失われた記憶 36
「やっぱ、あたし的にはミセスよりミルクが熱いわけよ。のるっていうか、体動くじゃん」
エルの声が聞こえる。なんで歩きながら話してる女子高生の声ってデカいんだろう? 周りにも聞かせたいのか? それにしてもミセスとミルクってなんだ? 既婚婦人のミルク? 母乳か? 母乳が熱いのか?
「いやいやいや、ランキングみてみ、ミセスが上よ、いつも」
もう一人が反論してる。
「そりゃ、ミセス推しにはジジババもいるからだろ。うちらの周りじゃアーティストはミルク一択じゃん」
推しって言葉が出てるって事はアイドルなのか? アーティストって言ってるし。多分ここでのアーティストはミュージシャンって意味だろう。なんかアーティスト=ミュージシャンって図式はあんま好きじゃない。アーティストって言ったら画家だって漫画家だって小説家も含むと思うんだが、好きなアーティストって聞かれたらみんなミュージシャンを答えるのが納得いかない。まあ、納得いかなくても世間はそうだから、しょうがないが。
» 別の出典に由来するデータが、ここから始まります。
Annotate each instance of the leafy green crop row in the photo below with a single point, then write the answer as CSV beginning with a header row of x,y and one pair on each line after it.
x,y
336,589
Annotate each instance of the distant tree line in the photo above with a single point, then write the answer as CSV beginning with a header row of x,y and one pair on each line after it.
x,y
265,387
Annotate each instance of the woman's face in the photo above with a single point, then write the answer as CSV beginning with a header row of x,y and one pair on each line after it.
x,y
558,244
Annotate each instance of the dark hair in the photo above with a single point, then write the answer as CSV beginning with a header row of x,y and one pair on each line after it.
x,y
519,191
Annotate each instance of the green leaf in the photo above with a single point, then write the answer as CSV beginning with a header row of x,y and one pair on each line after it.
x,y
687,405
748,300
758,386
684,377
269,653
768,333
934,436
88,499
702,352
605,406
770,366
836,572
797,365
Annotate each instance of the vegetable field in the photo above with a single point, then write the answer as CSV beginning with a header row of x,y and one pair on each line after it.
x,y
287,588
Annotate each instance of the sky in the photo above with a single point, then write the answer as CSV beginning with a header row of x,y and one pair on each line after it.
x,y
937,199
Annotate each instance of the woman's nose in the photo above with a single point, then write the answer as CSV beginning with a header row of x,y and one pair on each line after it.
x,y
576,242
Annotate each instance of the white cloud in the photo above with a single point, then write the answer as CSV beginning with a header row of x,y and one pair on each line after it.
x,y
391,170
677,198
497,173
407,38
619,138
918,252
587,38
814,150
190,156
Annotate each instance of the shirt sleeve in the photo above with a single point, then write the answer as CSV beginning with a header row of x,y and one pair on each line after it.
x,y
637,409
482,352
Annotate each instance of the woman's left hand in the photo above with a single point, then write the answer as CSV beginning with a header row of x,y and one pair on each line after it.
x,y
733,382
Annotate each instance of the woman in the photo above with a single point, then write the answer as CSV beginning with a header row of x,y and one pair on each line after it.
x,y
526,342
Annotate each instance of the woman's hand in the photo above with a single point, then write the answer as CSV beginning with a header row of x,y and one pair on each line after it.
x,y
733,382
歩いてる三人を見てる。あ、エルがこっち向いた。いや、視線が通り過ぎただけだ。まるで、僕を風景の一部のように見た。なんでだ? 友達と一緒だからか? 確かに僕は冴えない成人男子だ。けど、全く知らんぷりは堪える。けど、エルは微塵も僕に興味を持つ事なく歩き去った。なんか悲しいと言うより虚しい。たしかに僕は友達に紹介し辛いかもしれないけど、目配せなり何なり方法はあったはずだ。たしかにJK三人と絡んだら僕はキョドる。だけど、なんか釈然としない。僕は買い物って気分じゃなくて、そのまま翻して帰宅した。
そして、エルが言った一週間後。なんか捻てしまった僕は前日に用事があるから、ご飯は無理ってメールいれてしまった。別に用事があったわけじゃないけど、気分だ。やっぱ僕はエルとは住む世界が違くて、会うのは双方にとって不利益なんじゃって思い始めたからだ。そして、僕はやることないけど、エルがもしかして家にきたら気まずいから、行く当てもなく家を出た。
そして、しばらく何も考えずに歩いていたら、道の片隅にあるお地蔵さんに目か止まった。地蔵さんの頭が無い。いや見えない。頭のとこが真っ黒で、まるでそこだけが夜みたいになってる。不自然だ。他は普通に日が照ってる。もしかして、これって、マナ的なものなのか? この前見た神のキラキラの反対なのか? エルは見たら自分に知らせろって言ってた。けど、僕はそれを無視して、何が起こるのか確かめたくなった。